A nurse administers a dose of the Pfizer COVID-19 vaccine to a college student during a City of Long Beach Public Health COVID-19 mobile vaccination clinic at the California State University Long Beach campus on Aug. 11, 2021 in Long Beach, California. (Patrick T. Fallon/AFP/Getty Images/TNS)

(TNS) – Pfizer officials announced Friday that their kid-sized doses are better than 90 percent effective in preventing symptomatic illness in children ages 5 to 11 years old.

As soon as health officials greenlight the plan, around 28 million American children in that age group will be able to get immunized against COVID-19. That’s expected to happen as soon as the first week of November, but Wednesday’s White House announcement has parents asking lots of questions.

Here’s what we know so far:

Q. Which vaccines have been authorized for kids?

A. At this point, only the Pfizer-BioNTech vaccine is being reviewed for use in those aged 5 to 11. Studies are ongoing for other vaccines in children and adolescents.

Q. When can kids get the Pfizer-BioNTech vaccine?

A. Likely within weeks, but first the experts have to weigh in.

An FDA advisory panel is meeting on Oct. 26 to review data on how well the vaccine worked in a study of children aged 5 to 11. If the committee recommends that the vaccine be made available for that age group, the agency could authorize its use within days.

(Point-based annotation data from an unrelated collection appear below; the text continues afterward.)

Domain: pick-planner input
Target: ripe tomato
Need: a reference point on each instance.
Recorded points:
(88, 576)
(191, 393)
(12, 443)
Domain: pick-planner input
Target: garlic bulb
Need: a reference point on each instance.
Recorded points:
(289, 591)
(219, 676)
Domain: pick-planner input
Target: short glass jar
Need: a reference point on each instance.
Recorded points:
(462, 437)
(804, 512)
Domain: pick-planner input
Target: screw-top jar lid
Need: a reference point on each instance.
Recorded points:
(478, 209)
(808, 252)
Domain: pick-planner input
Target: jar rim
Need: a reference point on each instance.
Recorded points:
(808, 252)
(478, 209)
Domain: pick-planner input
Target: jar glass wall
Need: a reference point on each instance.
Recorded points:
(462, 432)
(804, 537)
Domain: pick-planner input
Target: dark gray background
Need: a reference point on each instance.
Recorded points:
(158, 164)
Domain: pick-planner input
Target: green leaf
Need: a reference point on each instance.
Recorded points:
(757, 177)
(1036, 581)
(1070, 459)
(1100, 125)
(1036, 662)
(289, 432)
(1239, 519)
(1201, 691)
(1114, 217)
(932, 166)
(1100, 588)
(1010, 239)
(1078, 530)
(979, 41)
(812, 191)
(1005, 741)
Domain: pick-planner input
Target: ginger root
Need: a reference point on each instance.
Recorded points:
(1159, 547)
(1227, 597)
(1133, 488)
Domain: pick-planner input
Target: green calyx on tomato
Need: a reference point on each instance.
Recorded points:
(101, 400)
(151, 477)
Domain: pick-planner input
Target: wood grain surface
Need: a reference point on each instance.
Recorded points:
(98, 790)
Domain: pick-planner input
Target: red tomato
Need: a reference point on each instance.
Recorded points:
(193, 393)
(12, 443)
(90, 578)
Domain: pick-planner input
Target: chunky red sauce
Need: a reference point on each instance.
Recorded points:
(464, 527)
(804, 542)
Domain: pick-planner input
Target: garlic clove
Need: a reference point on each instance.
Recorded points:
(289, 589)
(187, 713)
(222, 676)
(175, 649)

Then on Nov. 2, a CDC advisory committee is scheduled to meet before issuing a recommendation that those children be vaccinated.

Q. Why should kids get the vaccine?

A. The vaccines remain highly effective at preventing hospitalization and death. While it is true that most children with COVID-19 experience mild symptoms, several hundred have died from the disease in the United States, and thousands have been hospitalized.

What’s more, children who get vaccinated will be far less likely to transmit the virus to older people, who are at greater risk of severe consequences.

Q. Where can kids get the vaccine?

A. The Biden administration is preparing so that children will be able to get the vaccine in more than 25,000 pediatric clinics and other facilities across the country.

And the vaccine also will be available to children at pharmacies, hospitals, and community clinics, just as it has been for adults.

This decentralized approach is very different than the early days of the vaccine rollout, which occurred primarily in facilities equipped to handle larger shipments that were stored in below-freezing temperatures. Regulators now say the product can be stored for up to 10 weeks in standard refrigerators, and will be shipped to pediatricians’ offices in smaller containers.

Q. Can my child get a flu shot at the same time?

A. Just as it is for adults, it’s fine for children to get a flu shot at the same time as they get a COVID-19 vaccine. Due to lockdowns, flu season was very mild in 2020, but experts expect there to be a lot more flu this season, so everyone who can should get that shot too.

Q. Are the shots the same ones adults get?

A. The shots will be administered to children with smaller needles, and in smaller doses.

As with teens and adults, children would get two doses spaced three weeks apart, but each dose would be one-third the size — 10 micrograms in each dose, instead of the two 30-microgram doses given to adults.

That’s because the smaller doses were used in the studies on children, primarily due to their smaller body size, and in the interest of reducing the already-slight risk of any side effects.

Q. Which kids will be eligible?

A. For now, the vaccine would be authorized only for children age 5 and older. Analysis of the vaccine in younger children remains underway.

Q. What are the side effects in kids?

A. The study results Pfizer released Friday state that children 5-11 experienced similar or fewer side effects compared with teens. These include short-lasting sore arms, fever or achiness.

The study isn’t large enough to detect any extremely rare side effects, such as the heart inflammation that occasionally occurs after the second dose, mostly in young men. (It’s important to note, however, that a COVID-19 infection also can produce such inflammation and it’s usually more serious.)

The Pfizer study tracked 2,268 children aged 5-11 who got two shots three weeks apart of either a placebo or a vaccine dose one-third the amount given to teens and adults.

There were 16 COVID-19 cases in youngsters given the placebo, and three in vaccinated children. None of the kids had severe illness, but those who were vaccinated had much milder symptoms than their unvaccinated counterparts.

Q. Will kids need to be vaccinated to go to school?

A. It’s unlikely. Few school districts have implemented COVID-19 vaccine requirements for children aged 12 to 15, for whom the Pfizer-BioNTech vaccine was authorized in May.